Überbrückbar
Viele Väter stehen seit Beginn der Corona-Krise vor finanziellen Sorgen. Manuel Purz* arbeitet in einem Handwerksbetrieb, der schon seit April seine Beschäftigten auf Kurzarbeit reduziert hat.
Jetzt soll er mit 20% weniger Einkommen leben.
Das österreichische Unterhaltsrecht, das hat Manuel bereits zu spüren bekommen, greift sofort zu, wenn er, der Vater der kleinen Sarah*, einmal ein bisschen mehr verdient. Denn dieses Unterhalts-«Recht» hat eine bestechende Logik: Sobald Manuel mehr verdient, habe seine getrennt lebende Tochter automatisch mehr Bedarf, so begründen es die Gerichte – sogar rückwirkend gerechnet gilt dieser Sarkasmus. Wir nehmen das Wort «Logik» an dieser Stelle daher reuig zurück, liebe Leser.

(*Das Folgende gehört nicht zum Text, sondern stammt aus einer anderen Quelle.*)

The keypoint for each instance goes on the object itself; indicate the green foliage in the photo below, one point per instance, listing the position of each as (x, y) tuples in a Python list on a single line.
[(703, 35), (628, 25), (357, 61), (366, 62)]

Denn zu recht schließt Manuel aus dem Umstand, dass, wenn er mehr verdient, der Unterhalt steigt, Folgendes: Dann sollte der Unterhalt doch wieder gesenkt werden, wenn er weniger verdient! Wir leben doch einem Rechtsstaat, nicht wahr?
Dieser derart rechte Staat zeigt Manuel jedoch gerne, wie «Recht» in Zusammenhang mit Unterhalt zu verstehen ist:
Die uns bereits bekannte Andrea Bell* vom Bludenzer Gericht, eine immerhin gründlich und korrekt arbeitende Bedienstete, darf den Unterhalt nicht einfach senken, obwohl klar ist, dass Manuel weniger verdient. Sie ist verpflichtet, zuerst die Vertreter des Kindes um Stellung zu bitten. Diese selbstlosen «Vertreter» des Kindes wollen wir dem unbefangenen Leser aufzählen:
Nina Berger*, Sarahs Mutter, gilt rechtlich als selbstlose Vertreterin des Kindes, wenn es um Unterhalt geht. Sie darf für Sarah den Unterhalt kassieren. Doch sie darf selbst, ganz allein, entscheiden, wofür sie das Geld verwendet, und selbst wenn sie es gar nicht für das Kind ausgibt, sondern für sich oder sogar andere, dann ist das immer noch ihr gutes «Recht». Ein Sachwalter würde bestraft für so eine Geldverwendung, in der eine Mutter sogar noch bestärkt wird.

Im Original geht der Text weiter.